How MT changes the translation industry
Machine Translation, often referred to as MT, has been around for decades. It has evolved through several iterations - from rule based, statistical, example based, hybrid to the modern and current version of Neural Machine Translation or NMT.
MT has become a viable option since the 1990s. However, quality and use-cases were limited. Through the iterations of MT, quality and use-cases increased. Most of us are still familiar with the famously bad translation of manuals especially from Asian manufacturers. – Those were great examples of machine translation and its performance at the time.
During the 2010s, and with the emergence of NMT, we have seen a big leap in quality. This has majorly expanded how Neural Machine Translation can be used in operations and processes in the real world. Since then, Google Translate, DeepL, Systran, Yandex, and many more have dramatically improved quality and performance of the neural machine translation output.
Today, NMT is in use at many large enterprises and LSP (Language Service Provider = translation agencies) to help streamline processes and cut costs. The latter being the main focus.
Market share and dynamics
Today, ca. 30% of all content is translated by neural machine translation while 70% is still done by human translators. A common misconception is that machine translation replaces human translation.
While this is partially true, the main volumes for machine translation are coming from the benefits of machine translation, i.e. speed and low cost are unlocking content potential that has previously not been translated for time and cost reasons.
Thus, machine translation is causing the 50bn € language industry to grow further rather than cannibalizing human translation.
Different approaches and its implications:
The quantitative approach is used e.g., by Google Translate. Google crawls the internet for content with related language translations and trains its engine with the content from this process.
+ Large volumes – large volumes mean a large number of data points which build a good average.
+ Lots of languages covered.
- With large volumes, the quality of the content cannot be properly vetted, resulting in low quality content being used for training.
- Quality is suffering due to low quality content used for training.
In contrast, the qualitative approach to NMT is focused on high quality content for training - to give the AI the best possible basis for learning. This approach is used, for example, by DeepL.
+ Quality is high.
+ High quality content is needed for training. – It is hard to generate this kind of content.
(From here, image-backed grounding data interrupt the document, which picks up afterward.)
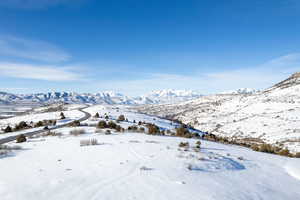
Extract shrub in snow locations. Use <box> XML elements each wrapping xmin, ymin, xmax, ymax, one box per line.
<box><xmin>115</xmin><ymin>125</ymin><xmax>122</xmax><ymax>132</ymax></box>
<box><xmin>147</xmin><ymin>124</ymin><xmax>160</xmax><ymax>135</ymax></box>
<box><xmin>70</xmin><ymin>129</ymin><xmax>86</xmax><ymax>136</ymax></box>
<box><xmin>250</xmin><ymin>143</ymin><xmax>294</xmax><ymax>157</ymax></box>
<box><xmin>3</xmin><ymin>125</ymin><xmax>13</xmax><ymax>133</ymax></box>
<box><xmin>97</xmin><ymin>120</ymin><xmax>107</xmax><ymax>129</ymax></box>
<box><xmin>251</xmin><ymin>144</ymin><xmax>260</xmax><ymax>152</ymax></box>
<box><xmin>194</xmin><ymin>141</ymin><xmax>201</xmax><ymax>149</ymax></box>
<box><xmin>128</xmin><ymin>125</ymin><xmax>138</xmax><ymax>131</ymax></box>
<box><xmin>187</xmin><ymin>164</ymin><xmax>193</xmax><ymax>171</ymax></box>
<box><xmin>34</xmin><ymin>120</ymin><xmax>56</xmax><ymax>128</ymax></box>
<box><xmin>60</xmin><ymin>112</ymin><xmax>66</xmax><ymax>120</ymax></box>
<box><xmin>97</xmin><ymin>120</ymin><xmax>122</xmax><ymax>132</ymax></box>
<box><xmin>176</xmin><ymin>127</ymin><xmax>192</xmax><ymax>138</ymax></box>
<box><xmin>203</xmin><ymin>133</ymin><xmax>217</xmax><ymax>141</ymax></box>
<box><xmin>257</xmin><ymin>143</ymin><xmax>275</xmax><ymax>153</ymax></box>
<box><xmin>107</xmin><ymin>121</ymin><xmax>117</xmax><ymax>129</ymax></box>
<box><xmin>16</xmin><ymin>134</ymin><xmax>27</xmax><ymax>143</ymax></box>
<box><xmin>139</xmin><ymin>127</ymin><xmax>145</xmax><ymax>133</ymax></box>
<box><xmin>69</xmin><ymin>120</ymin><xmax>81</xmax><ymax>127</ymax></box>
<box><xmin>42</xmin><ymin>131</ymin><xmax>62</xmax><ymax>137</ymax></box>
<box><xmin>278</xmin><ymin>149</ymin><xmax>291</xmax><ymax>157</ymax></box>
<box><xmin>140</xmin><ymin>166</ymin><xmax>152</xmax><ymax>171</ymax></box>
<box><xmin>94</xmin><ymin>112</ymin><xmax>100</xmax><ymax>118</ymax></box>
<box><xmin>105</xmin><ymin>130</ymin><xmax>111</xmax><ymax>135</ymax></box>
<box><xmin>129</xmin><ymin>140</ymin><xmax>140</xmax><ymax>143</ymax></box>
<box><xmin>117</xmin><ymin>115</ymin><xmax>125</xmax><ymax>121</ymax></box>
<box><xmin>34</xmin><ymin>121</ymin><xmax>44</xmax><ymax>127</ymax></box>
<box><xmin>179</xmin><ymin>142</ymin><xmax>189</xmax><ymax>148</ymax></box>
<box><xmin>295</xmin><ymin>152</ymin><xmax>300</xmax><ymax>158</ymax></box>
<box><xmin>237</xmin><ymin>156</ymin><xmax>244</xmax><ymax>160</ymax></box>
<box><xmin>91</xmin><ymin>138</ymin><xmax>98</xmax><ymax>145</ymax></box>
<box><xmin>80</xmin><ymin>138</ymin><xmax>99</xmax><ymax>146</ymax></box>
<box><xmin>145</xmin><ymin>140</ymin><xmax>159</xmax><ymax>144</ymax></box>
<box><xmin>14</xmin><ymin>121</ymin><xmax>30</xmax><ymax>131</ymax></box>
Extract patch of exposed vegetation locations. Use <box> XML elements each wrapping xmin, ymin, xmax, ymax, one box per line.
<box><xmin>69</xmin><ymin>120</ymin><xmax>81</xmax><ymax>127</ymax></box>
<box><xmin>80</xmin><ymin>138</ymin><xmax>99</xmax><ymax>146</ymax></box>
<box><xmin>70</xmin><ymin>129</ymin><xmax>86</xmax><ymax>136</ymax></box>
<box><xmin>16</xmin><ymin>134</ymin><xmax>27</xmax><ymax>143</ymax></box>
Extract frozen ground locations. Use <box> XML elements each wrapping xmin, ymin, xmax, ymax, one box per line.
<box><xmin>0</xmin><ymin>105</ymin><xmax>299</xmax><ymax>200</ymax></box>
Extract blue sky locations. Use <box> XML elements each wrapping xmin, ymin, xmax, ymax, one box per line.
<box><xmin>0</xmin><ymin>0</ymin><xmax>300</xmax><ymax>95</ymax></box>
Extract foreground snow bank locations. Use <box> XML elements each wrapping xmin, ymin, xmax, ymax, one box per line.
<box><xmin>1</xmin><ymin>105</ymin><xmax>300</xmax><ymax>200</ymax></box>
<box><xmin>286</xmin><ymin>160</ymin><xmax>300</xmax><ymax>180</ymax></box>
<box><xmin>1</xmin><ymin>131</ymin><xmax>300</xmax><ymax>200</ymax></box>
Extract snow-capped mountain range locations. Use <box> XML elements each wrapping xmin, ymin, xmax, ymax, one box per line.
<box><xmin>0</xmin><ymin>89</ymin><xmax>204</xmax><ymax>105</ymax></box>
<box><xmin>220</xmin><ymin>88</ymin><xmax>260</xmax><ymax>95</ymax></box>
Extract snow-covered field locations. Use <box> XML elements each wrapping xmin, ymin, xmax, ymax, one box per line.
<box><xmin>0</xmin><ymin>105</ymin><xmax>299</xmax><ymax>200</ymax></box>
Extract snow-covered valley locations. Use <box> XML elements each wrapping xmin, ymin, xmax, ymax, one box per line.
<box><xmin>0</xmin><ymin>105</ymin><xmax>299</xmax><ymax>200</ymax></box>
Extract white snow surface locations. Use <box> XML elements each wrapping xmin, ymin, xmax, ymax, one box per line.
<box><xmin>0</xmin><ymin>105</ymin><xmax>299</xmax><ymax>200</ymax></box>
<box><xmin>285</xmin><ymin>160</ymin><xmax>300</xmax><ymax>181</ymax></box>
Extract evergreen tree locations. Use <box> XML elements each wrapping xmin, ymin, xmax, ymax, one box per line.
<box><xmin>60</xmin><ymin>112</ymin><xmax>66</xmax><ymax>120</ymax></box>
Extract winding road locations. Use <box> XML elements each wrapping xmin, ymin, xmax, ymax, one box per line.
<box><xmin>0</xmin><ymin>107</ymin><xmax>91</xmax><ymax>145</ymax></box>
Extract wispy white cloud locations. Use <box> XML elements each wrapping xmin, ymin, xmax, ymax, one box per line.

- Adding language takes a lot of effort as high-quality content needs to be gathered first.
- The quality for different language pairs varies greatly.
- Several different NMT providers are needed to cover all needs.
The underlying technology is based on AI language models.
There are proprietary engines and open-source engines in use, e.g. Open NMT OpenNMT - Open-Source Neural Machine Translation based on research from Harvard NLP.
Generally speaking, the quality of the training material is the main factor when it comes to translation quality.
To cover the gap between pure machine translation and human translation, a hybrid has emerged: called machine translation with post editing or MTPE.
This is one of the fastest expanding practices in the translation industry both with LSP, pure hybrid providers like Lengoo, or the leading translation marketplace Lyngual.
+ Fast and cheap due to MT, but all common errors of MT are corrected by a human translator.
- Bad at conveying underlying tone and humorous content, thus not good with creative or marketing content.
The future of neural machine translation
The results and possible applications of GPT-3 are quite interesting both for content creation and translation. It will be very interesting to watch the results and applications progress.
Where MT makes sense:
· Technical documentation.
· Repetitive content.
· Internal content.
· Quick and dirty translation to understand the content.
Where MT is not the best option
· Creative content.
· Marketing content.
· Content that will be published in any way (minimum MTPE is recommended).
· Content in which emotions, humor is supposed to be communicated.
· Content that needs to be localized i.e., adapted to local standards and culture.
MT and legal concerns
There are several websites where content can be translated via MT for free. Be warned, nothing on the internet is free: you pay for the free service with your content (read the terms and conditions).
This means that legally your content is published when using these sites. This negates any NDA you may have.
I have seen many companies struggle with this topic. There even have been a number of instances where confidential and critical information has been recovered by hackers from these engines causing a lot of problems. – So, be mindful and careful of this, and closely consider which content you put through a free MT.
The alternative is to use the professional engines or services like Lyngual to keep your content safe. – the cost to stay safe is very low.